Tautan-tautan Akses

Pelajaran Bagi China dari Perang Rusia di Ukraina


Menteri Pertahanan Taiwan Chiu Kuo-cheng berbicara kepada awak media di Taipei, Taiwan, pada 10 Maret 2022. (Foto: Taiwan Ministry of National Defense via AP)
Menteri Pertahanan Taiwan Chiu Kuo-cheng berbicara kepada awak media di Taipei, Taiwan, pada 10 Maret 2022. (Foto: Taiwan Ministry of National Defense via AP)

Sejumlah pakar menilai China sedang mengambil pelajaran dari perang Rusia di Ukraina untuk meningkatkan strategi tempurnya dan bersiap menghadapi sanksi ekonomi apabila suatu saat Beijing menyerang Taiwan – yang memiliki pemerintahan sendiri.

China juga mungkin akan berupaya lebih keras mencari solusi damai bagi Taiwan, kata mereka.

Rusia menghadapi perlawanan militer yang lebih kuat dari perkiraan di Ukraina sejak melancarkan invasi 24 Februari lalu, terutama di jalanan. Hal itu beriringan dengan sanksi ekonomi yang dipimpin negara-negara Barat terhadap Rusia serta peningkatan bantuan militer bagi Ukraina dari luar negeri.

Para pejabat China tengah mencari jalan untuk mengambil alih Taiwan secepat mungkin dengan menyasar pusat-pusat komunikasi dan lembaga politik utama pulau itu, kata para pengamat. Mereka mengatakan bahwa China akan memerlukan lebih banyak bantuan logistik untuk melancarkan serangan amfibi di pulau yang berjarak 160 kilometer dari China daratan, dan penyebaran informasi melalui media untuk mendukung invasi.

“China setidaknya akan belajar bahwa mereka perlu lebih mempersiapkan dukungan logistik yang memadai untuk operasi amfibi, serta sejumlah besar amunisi, seperti artileri dan rudal, jika China memutuskan untuk menyerang Taiwan,” ujar Chen Yi-fan, lektor diplomasi dan hubungan internasional Universitas Tamkang di Taiwan.

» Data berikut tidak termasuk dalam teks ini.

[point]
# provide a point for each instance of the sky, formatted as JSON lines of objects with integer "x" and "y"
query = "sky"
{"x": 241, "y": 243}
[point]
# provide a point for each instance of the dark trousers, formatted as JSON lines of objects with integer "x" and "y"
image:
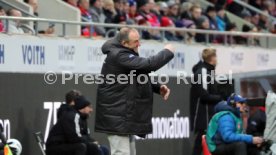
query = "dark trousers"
{"x": 197, "y": 149}
{"x": 238, "y": 148}
{"x": 104, "y": 150}
{"x": 67, "y": 149}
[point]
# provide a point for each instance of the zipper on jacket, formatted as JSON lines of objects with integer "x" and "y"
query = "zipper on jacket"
{"x": 197, "y": 107}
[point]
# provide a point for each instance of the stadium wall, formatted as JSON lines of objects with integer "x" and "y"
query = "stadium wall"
{"x": 28, "y": 104}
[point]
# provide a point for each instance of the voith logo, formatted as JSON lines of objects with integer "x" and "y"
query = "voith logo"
{"x": 2, "y": 53}
{"x": 33, "y": 54}
{"x": 66, "y": 52}
{"x": 178, "y": 61}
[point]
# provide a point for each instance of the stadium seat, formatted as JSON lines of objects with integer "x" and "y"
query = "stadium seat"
{"x": 205, "y": 146}
{"x": 40, "y": 142}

“Yang paling penting, China perlu menunjukkan moral yang tinggi melalui perang kognitif dan diskursus media,” ungkapnya.

China lawan Taiwan

China telah mengklaim kedaulatan atas Taiwan sejak perang saudara China tahun 1940-an, ketika anggota partai Nasionalis pimpinan Chiang Kai-chek kalah dari partai Komunis pimpinan Mao Zedong, kemudian membangun kehadiran di pulau terdekat. Kedua belah pihak sejak saat itu memerintah wilayah sendiri-sendiri.

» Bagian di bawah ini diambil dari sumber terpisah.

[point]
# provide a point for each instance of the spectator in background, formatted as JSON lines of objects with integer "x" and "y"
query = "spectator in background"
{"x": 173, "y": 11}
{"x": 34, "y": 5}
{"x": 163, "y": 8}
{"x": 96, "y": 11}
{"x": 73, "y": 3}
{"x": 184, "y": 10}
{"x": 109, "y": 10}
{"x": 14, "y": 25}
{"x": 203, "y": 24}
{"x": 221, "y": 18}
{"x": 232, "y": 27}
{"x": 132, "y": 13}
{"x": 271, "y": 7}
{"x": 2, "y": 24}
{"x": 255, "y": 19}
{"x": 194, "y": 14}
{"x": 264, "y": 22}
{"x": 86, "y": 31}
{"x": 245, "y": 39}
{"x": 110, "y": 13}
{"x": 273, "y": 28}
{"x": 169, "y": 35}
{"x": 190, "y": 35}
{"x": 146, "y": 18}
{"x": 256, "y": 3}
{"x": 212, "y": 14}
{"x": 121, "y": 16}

Presiden Taiwan Tsai Ing-wen (tengah) berbicara dengan personel militer di dekat pesawat tang terparkir di lintasan di Jiadong, Taiwan, pada 15 September 2021. (Foto: Taiwan Presidential Office via AP, File)
Presiden Taiwan Tsai Ing-wen (tengah) berbicara dengan personel militer di dekat pesawat tang terparkir di lintasan di Jiadong, Taiwan, pada 15 September 2021. (Foto: Taiwan Presidential Office via AP, File)

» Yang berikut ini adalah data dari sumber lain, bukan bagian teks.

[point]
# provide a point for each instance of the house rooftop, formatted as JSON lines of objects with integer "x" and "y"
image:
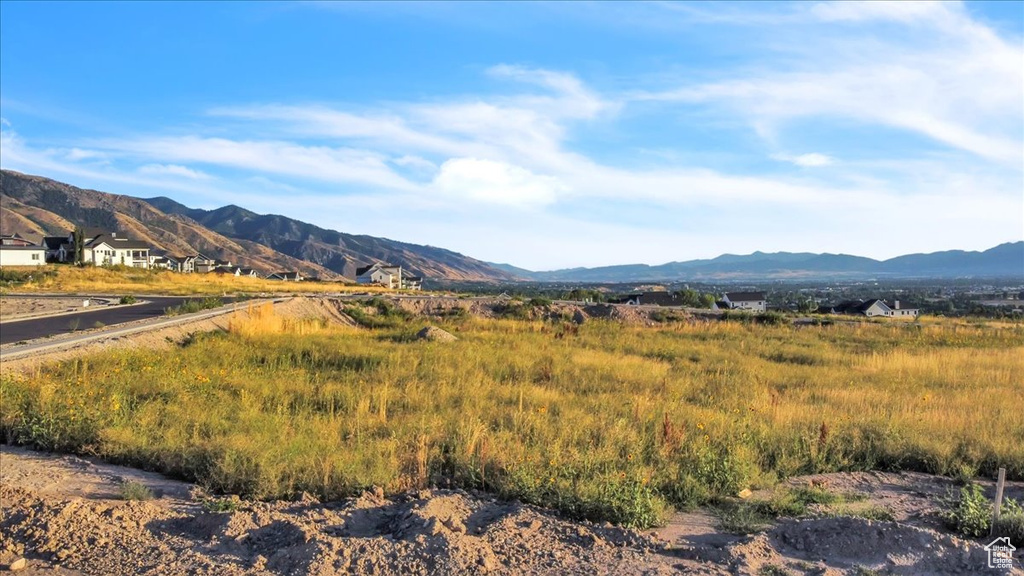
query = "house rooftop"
{"x": 744, "y": 296}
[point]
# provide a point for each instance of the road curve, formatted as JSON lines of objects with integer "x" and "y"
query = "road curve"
{"x": 66, "y": 324}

Perundingan Taiwan-China terhenti pada 2016 setelah Presiden Taiwan Tsai Ing-wen menjabat. Partai politiknya menentang unifikasi dengan China. Pesawat Angkatan Udara Tentara Pembebasan Rakyat terbang hampir setiap hari melalui sudut zona identifikasi pertahanan udara Taiwan.

Beijing sendiri tidak pernah mengesampingkan pilihan pengerahan kekuatan, apabila diperlukan, untuk mempersatukan kedua sisi.

China terakhir kali terlibat perang pada tahun 1979, ketika negara itu menduduki sejumlah kota di dekat perbatasannya dengan Vietnam, meski gagal menghentikan Vietnam menggulingkan pemerintah Pol Pot di Kamboja.

Persiapan Tempur

China, dengan kekuatan angkatan bersenjata ketiga terbesar di dunia, akan berhadapan dengan Taiwan yang ada di peringkat ke-21 dalam hal peralatan dan personel militer.

Meski demikian, kemunduran Rusia di Ukraina menunjukkan bahwa serangan China, apabila dilakukan, akan memakan waktu, mungkin lebih lama dari yang China siap jalani, menurut sejumlah pakar.

“Apabila Beijing ingin mengambil alih Taiwan dengan paksa, ia tidak akan bertindak sampai benar-benar yakin pasti akan menang dengan cepat,” kata James Jay Carafano, peneliti di Heritage Foundation, 8 Maret lalu.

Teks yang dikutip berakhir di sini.